Sodium does not include pantry salt; for reference, ⅛ teaspoon kosher salt per serving averages 240mg (10% DV). Not a significant source of trans fat. Packed in a facility that handles all major food allergens* and gluten. *Milk, Eggs, Fish, Crustacean Shellfish, Tree Nuts, Peanuts, Wheat, Soybeans.

Instructions

2-serving instructions (4-serving modifications in red)

Wash produce before use

1

Cook the rice

  • Rinse the rice.
In a small sauce pot, combine the rice and ¾ cup [1½ cups] lightly salted water. Bring to a boil, reduce to a simmer, cover, and cook until the rice is tender and the liquid is absorbed, 15 to 20 minutes. Fluff with a fork, cover, and keep warm.
While the rice cooks, prepare the vegetables.

2

Blanch the chard leaves

Bring a medium sauce pot of lightly salted water to a boil. Fill a medium bowl with cold water.
Working with 1 chard leaf at a time and holding the stem end with tongs or a long fork, dip the leaf into the boiling water and cook until bright green and just tender, about 15 seconds. Transfer to the cold water.
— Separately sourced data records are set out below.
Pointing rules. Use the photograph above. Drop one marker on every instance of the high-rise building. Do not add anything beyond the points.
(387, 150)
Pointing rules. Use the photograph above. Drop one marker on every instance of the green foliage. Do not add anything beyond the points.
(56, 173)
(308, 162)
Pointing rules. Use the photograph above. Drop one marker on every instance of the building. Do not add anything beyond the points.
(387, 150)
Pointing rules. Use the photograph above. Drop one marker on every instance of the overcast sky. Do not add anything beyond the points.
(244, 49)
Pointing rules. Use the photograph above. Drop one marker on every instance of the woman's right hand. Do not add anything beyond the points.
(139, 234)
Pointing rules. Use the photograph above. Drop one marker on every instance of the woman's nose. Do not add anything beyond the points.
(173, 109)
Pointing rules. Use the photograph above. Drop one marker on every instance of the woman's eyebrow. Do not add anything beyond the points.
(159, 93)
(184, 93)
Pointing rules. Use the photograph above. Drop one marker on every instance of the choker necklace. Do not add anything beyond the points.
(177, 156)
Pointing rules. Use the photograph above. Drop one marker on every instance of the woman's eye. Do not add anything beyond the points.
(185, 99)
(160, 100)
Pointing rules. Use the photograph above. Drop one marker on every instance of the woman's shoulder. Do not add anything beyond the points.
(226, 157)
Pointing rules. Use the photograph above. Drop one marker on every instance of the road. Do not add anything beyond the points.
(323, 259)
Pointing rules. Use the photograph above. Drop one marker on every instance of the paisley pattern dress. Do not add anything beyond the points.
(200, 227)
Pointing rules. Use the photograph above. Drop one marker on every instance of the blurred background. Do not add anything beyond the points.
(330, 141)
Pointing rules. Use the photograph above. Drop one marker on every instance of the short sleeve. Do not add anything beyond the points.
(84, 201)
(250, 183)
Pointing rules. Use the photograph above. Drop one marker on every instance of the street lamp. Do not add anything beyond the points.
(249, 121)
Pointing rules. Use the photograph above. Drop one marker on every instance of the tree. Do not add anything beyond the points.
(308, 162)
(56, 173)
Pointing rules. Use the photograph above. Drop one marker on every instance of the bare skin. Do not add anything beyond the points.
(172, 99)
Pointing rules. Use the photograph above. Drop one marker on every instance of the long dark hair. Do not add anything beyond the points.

Using your hands, gently squeeze to remove excess water, then transfer to a cutting board. Cut each leaf in half lengthwise and remove the stem; reserve the stems for the filling. Lay the leaves flat and stack any smaller leaves on top of the larger leaves; you will need at least 6 [12] larger leaves for stuffing.

3

Prep and cook the vegetable filling

  • Finely chop enough chard stems to measure ½ cup [1 cup].
  • Peel and finely chop enough onion to measure ¾ cup [1½ cups].
  • Rinse the pinto beans.
  • If using the fresh chile, remove the stem, ribs, and seeds; finely chop the chile. Wash your hands after handling.
In a medium [large] frying pan over medium-high heat, warm 2 to 3 tablespoons oil until hot but not smoking. Add the chard stems, onion, and as much fresh chile as you like. Season with salt and pepper and cook, stirring occasionally, until starting to soften, 5 to 7 minutes. Stir in the beans and green chiles and cook until warmed through, 1 to 2 minutes. Transfer to a medium bowl and add 2 tablespoons [¼ cup] water. Using a masher, fork, or the back of a spoon, coarsely mash. Season to taste with salt and pepper. Wipe out the pan.

4

Assemble and cook the “enchiladas”

  • In a small bowl, stir together the simmer sauce base and 1 cup [2 cups] water; season to taste with salt and pepper.
Place 2 to 3 tablespoons filling at the base of each large chard leaf. Roll up the leaves to form “enchiladas.”
In the same pan used for the filling, arrange the stuffed chard leaves, seam side down, in a single layer and cover with the simmer sauce. Cook over medium-high heat until warmed through and the sauce has thickened slightly, 4 to 6 minutes. Remove from the heat.
While the stuffed chard leaves cook, finish the rice.

5

Finish the rice

  • Coarsely chop the cilantro; set aside half for garnish.
To the pot with the rice, stir in half the cilantro and season to taste with salt and pepper.

Serve

Transfer the rice to individual plates and top with the stuffed chard leaves and sauce. Garnish with the remaining cilantro and serve.

Kids Can!

  • Rinse the rice.
  • Measure the water for the rice.
  • Measure the onion.
  • Rinse the beans.
  • Help fill and roll the chard leaves.